17. However, participants found difficulties with the practicalities of downshifting:
* They doubted that resources would follow patients. Would money really be forthcoming from hospital training budgets to train primary care providers for their new tasks? Would adequate resources be found for new equipment for example for pharmacists taking over new areas of work?
* They wondered whether providers at lower levels of the NHS hierarchy would given the necessary autonomy to perform downshifted work appropriately for their own local context. Was there not a danger that central decision-makers would try to retain control over downshifted work by over-regulating? The key to delegation would be trusting the local health professionals who dealt face-to-face with patients.

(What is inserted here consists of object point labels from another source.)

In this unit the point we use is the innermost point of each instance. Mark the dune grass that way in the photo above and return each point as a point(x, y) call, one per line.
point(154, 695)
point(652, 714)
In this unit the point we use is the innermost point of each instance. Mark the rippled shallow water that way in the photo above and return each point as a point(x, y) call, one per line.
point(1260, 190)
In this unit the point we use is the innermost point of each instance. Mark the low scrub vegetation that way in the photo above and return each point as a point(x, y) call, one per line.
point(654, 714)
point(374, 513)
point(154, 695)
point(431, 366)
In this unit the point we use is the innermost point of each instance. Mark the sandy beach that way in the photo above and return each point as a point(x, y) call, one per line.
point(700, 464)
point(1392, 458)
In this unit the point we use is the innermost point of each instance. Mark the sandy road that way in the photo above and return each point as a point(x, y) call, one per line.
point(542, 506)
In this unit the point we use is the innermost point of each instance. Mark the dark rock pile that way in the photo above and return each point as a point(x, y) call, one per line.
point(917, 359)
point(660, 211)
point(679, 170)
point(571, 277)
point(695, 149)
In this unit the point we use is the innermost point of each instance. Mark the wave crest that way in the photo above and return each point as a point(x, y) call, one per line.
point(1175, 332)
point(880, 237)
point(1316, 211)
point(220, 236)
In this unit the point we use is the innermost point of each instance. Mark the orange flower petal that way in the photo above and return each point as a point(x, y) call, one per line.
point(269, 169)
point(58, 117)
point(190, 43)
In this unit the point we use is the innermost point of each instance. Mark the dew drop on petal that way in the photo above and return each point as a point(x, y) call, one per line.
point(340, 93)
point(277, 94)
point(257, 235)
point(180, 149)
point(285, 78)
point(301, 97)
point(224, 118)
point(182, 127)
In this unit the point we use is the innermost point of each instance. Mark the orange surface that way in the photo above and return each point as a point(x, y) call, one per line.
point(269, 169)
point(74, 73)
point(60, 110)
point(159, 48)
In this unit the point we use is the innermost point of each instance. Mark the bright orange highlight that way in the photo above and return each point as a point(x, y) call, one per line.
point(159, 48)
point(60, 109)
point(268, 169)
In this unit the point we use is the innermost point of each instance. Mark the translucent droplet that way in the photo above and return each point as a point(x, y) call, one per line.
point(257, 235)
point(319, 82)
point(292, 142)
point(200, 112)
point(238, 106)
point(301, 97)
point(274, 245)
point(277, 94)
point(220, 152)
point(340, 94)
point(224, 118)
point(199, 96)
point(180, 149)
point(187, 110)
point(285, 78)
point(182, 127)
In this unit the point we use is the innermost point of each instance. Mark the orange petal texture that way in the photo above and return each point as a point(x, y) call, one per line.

* Education of the public was crucial. Patients needed to understand that their treatment was being undertaken by a team of professionals and that (for example) a specially trained nurse undertaking work which had previously been done by a doctor was not inferior care. Health professionals would need to be prepared to deal with public doubts and fears during any downshifting process. If patients found that downshifting in the NHS led to shorter waiting times, they would be readier to support it. But where was the evidence that shorter waiting times would emerge?
18. There is already a growing body of research on these obstacles and the feasibility of overcoming them. An NHS Research and Development programme on the interface between secondary and primary care and the scope for shifting the balance between the two, has been up and running since [1994/1995]. Workshop organisers were advised to contact www. to find out whether the programme had produced evidence on the benefits (or otherwise) of downshifting work.
19. Finally, the workshop felt that even if evidence pointed to benefits from downshifting work within the NHS, the change would not happen unless NHS leadership embraced it as a higher priority than at present. The allocation of work between secondary and intermediate care, GPs and other health professionals was compared to a relay team. Realistic decisions needed to be made about how, and with what resources, to equip different members of the team; when the baton should be passed; and with whom responsibility should lie if the baton was dropped.